Attuned to Change: Causal Fine-Tuning under Latent-Confounded Shifts
This addresses a core challenge in AI for improving model robustness under data shifts, though it is incremental as it builds on existing causal modeling and fine-tuning approaches.
The paper tackled the problem of adapting pre-trained foundation models to latent-confounded shifts, where spurious correlations in data cause failures at deployment, and showed that their causal fine-tuning method outperforms domain generalization baselines on semi-synthetic benchmarks.
Adapting to latent-confounded shifts remains a core challenge in modern AI. These shifts are propagated via latent variables that induce spurious, non-transportable correlations between inputs and labels. One practical failure mode arises when fine-tuning pre-trained foundation models on confounded data (e.g., where certain text tokens or image backgrounds spuriously correlate with the label), leaving models vulnerable at deployment. We frame causal fine-tuning as an identification problem and pose an explicit causal model that decomposes inputs into low-level spurious features and high-level causal representations.
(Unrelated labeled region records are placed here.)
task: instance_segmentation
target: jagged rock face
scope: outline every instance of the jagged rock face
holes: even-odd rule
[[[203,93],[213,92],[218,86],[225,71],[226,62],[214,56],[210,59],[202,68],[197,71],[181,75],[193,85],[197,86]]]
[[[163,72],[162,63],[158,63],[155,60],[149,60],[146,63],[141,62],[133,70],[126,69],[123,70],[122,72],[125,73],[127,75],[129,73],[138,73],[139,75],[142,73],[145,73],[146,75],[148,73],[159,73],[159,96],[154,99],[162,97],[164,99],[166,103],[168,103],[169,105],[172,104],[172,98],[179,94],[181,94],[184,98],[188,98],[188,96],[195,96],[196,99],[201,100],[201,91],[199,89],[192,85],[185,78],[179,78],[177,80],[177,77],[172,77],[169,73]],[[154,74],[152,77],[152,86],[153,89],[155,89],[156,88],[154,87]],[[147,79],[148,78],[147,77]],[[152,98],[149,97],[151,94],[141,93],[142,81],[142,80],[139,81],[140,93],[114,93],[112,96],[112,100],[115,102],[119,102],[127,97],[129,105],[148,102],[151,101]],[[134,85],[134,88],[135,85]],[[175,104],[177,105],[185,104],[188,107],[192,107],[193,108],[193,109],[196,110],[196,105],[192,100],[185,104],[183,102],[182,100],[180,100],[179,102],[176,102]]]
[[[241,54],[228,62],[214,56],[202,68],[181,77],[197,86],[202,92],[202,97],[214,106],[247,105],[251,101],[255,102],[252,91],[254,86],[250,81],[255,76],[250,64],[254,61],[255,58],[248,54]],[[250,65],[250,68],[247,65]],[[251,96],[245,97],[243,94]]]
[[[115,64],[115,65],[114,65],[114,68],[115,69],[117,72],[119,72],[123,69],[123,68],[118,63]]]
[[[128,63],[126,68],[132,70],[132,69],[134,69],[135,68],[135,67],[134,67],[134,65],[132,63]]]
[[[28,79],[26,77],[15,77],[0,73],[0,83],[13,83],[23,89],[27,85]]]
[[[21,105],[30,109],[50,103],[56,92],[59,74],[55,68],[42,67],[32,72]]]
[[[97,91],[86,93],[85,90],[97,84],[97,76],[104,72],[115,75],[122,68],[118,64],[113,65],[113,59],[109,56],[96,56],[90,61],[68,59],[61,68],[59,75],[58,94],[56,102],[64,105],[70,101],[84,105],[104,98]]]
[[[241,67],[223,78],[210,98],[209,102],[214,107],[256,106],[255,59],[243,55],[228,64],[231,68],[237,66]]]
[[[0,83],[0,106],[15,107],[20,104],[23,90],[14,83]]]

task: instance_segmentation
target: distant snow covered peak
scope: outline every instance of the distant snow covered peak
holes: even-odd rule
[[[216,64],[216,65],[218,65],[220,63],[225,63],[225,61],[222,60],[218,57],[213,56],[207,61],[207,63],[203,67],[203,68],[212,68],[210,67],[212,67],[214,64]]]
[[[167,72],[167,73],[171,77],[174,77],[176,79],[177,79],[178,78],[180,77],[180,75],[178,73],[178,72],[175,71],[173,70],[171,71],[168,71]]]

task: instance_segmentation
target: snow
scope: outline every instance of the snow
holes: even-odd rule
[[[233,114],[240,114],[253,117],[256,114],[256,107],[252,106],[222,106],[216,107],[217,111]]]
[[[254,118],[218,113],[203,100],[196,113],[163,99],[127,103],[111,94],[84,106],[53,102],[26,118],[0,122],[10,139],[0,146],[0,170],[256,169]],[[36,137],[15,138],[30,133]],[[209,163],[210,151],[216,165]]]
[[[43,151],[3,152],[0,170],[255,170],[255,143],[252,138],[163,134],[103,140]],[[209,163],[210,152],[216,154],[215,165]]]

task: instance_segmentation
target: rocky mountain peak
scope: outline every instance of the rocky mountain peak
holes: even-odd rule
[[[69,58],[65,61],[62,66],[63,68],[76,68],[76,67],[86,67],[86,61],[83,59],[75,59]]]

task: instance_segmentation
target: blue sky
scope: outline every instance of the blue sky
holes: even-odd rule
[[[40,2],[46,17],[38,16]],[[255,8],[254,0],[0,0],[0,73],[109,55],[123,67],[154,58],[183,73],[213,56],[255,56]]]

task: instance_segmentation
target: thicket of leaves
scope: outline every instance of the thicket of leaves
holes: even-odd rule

Under this family of models, we formalize the assumptions required for identification. Using pre-trained language models as a case study, we show how identifying and adjusting these components during causal fine-tuning enables automatic adaptation to latent-confounded shifts at test time. Experiments on semi-synthetic benchmarks derived from real-world problems demonstrate that our method outperforms black-box domain generalization baselines, illustrating the benefits of explicitly modeling causal structure.